Março Azul reforça a importância do diagnóstico precoce; Santa Catarina deve registrar 3,4 mil novos casos em 2026, segundo o INCA.
Foto: Divulgação
Durante o Março Azul, mês dedicado à conscientização sobre o câncer colorretal (câncer de intestino), a Secretaria de Estado da Saúde (SES) reforça a importância da prevenção e do diagnóstico precoce da doença — medida que pode elevar em até 90% a chance de cura.
Em Santa Catarina, estão previstos 3.400 novos casos de câncer colorretal em 2026, e 270 casos na capital, conforme estimativa do Instituto Nacional de Câncer (INCA).
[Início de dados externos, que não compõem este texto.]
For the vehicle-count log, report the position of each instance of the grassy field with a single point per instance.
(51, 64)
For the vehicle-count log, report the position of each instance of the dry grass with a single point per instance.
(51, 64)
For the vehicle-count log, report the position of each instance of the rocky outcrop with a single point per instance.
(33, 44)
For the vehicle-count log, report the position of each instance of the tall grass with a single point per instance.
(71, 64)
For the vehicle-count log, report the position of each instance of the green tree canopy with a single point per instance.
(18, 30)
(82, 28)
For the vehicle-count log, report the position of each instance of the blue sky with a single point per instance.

O Estado destaca que conta com uma rede de assistência estruturada para consultas, exames, diagnóstico e tratamento oncológico.
A estrutura de atendimento especializado em Oncologia no estado inclui 19 hospitais habilitados pelo Ministério da Saúde. Entre os serviços disponíveis estão consultas e exames, além de radioterapia, quimioterapia, cirurgias, imunoterapia e terapia hormonal. A SES explica que o tratamento varia conforme a localização do tumor e o estágio da doença.
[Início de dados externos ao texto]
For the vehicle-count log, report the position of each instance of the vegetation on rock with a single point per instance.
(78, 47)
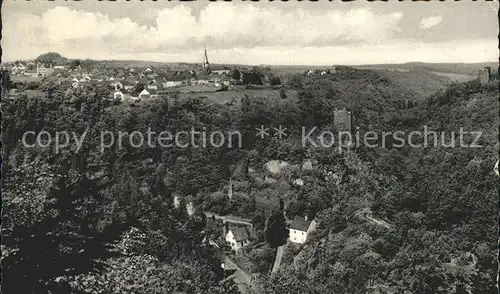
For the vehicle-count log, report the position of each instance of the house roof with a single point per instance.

Em 2025, o Centro de Pesquisas Oncológicas (CEPON), unidade do Governo do Estado, atendeu 394 pacientes diagnosticados com câncer de cólon e reto — tumor que tem início no intestino grosso. No Brasil, sem considerar os tumores de pele não melanoma, essa neoplasia ocupa a terceira posição entre os tipos de câncer mais comuns.
O diretor-geral do CEPON, Dr. Alvin Laemmel, destaca que a detecção precoce é essencial para aumentar as chances de cura. “É fundamental estar atento a sinais como mudanças no hábito intestinal, diarreia ou constipação persistente, dor abdominal, perda de peso, sangramento nas fezes e anemia sem causa aparente. Ao perceber qualquer desses sintomas, é importante procurar uma Unidade Básica de Saúde e manter os exames preventivos em dia”, alerta.
A incidência do câncer colorretal tem aumentado em todo o mundo, principalmente devido à maior exposição a fatores de risco. “Hábitos como alimentação inadequada, consumo excessivo de gorduras e carne vermelha, dietas pobres em frutas e verduras e a falta de atividade física estão diretamente associados ao aumento dos casos. Além disso, temos observado um crescimento no consumo de alimentos industrializados e ultraprocessados, o que contribui significativamente para o desenvolvimento da doença”, afirma o coordenador do Serviço de Oncologia Clínica do CEPON, Dr. Victor Hugo.
Exames preventivos e rastreamento
Por ser frequentemente assintomático nos estágios iniciais, o câncer colorretal costuma ser identificado durante exames de rastreamento. “A colonoscopia é o exame mais indicado, pois permite a visualização direta do intestino e a identificação de possíveis lesões. O procedimento é realizado sob sedação, após preparo do trato digestivo, e possui alta capacidade diagnóstica”, explica o Dr. Victor Hugo.
A recomendação médica é que o rastreamento seja iniciado entre os 45 e 50 anos. Para pessoas com histórico familiar da doença, o exame deve ser realizado dez anos antes da idade em que o parente foi diagnosticado, sempre com acompanhamento médico.
A conscientização sobre a prevenção, aliada ao diagnóstico precoce, é essencial para reduzir a incidência da doença e aumentar as chances de tratamento bem-sucedido.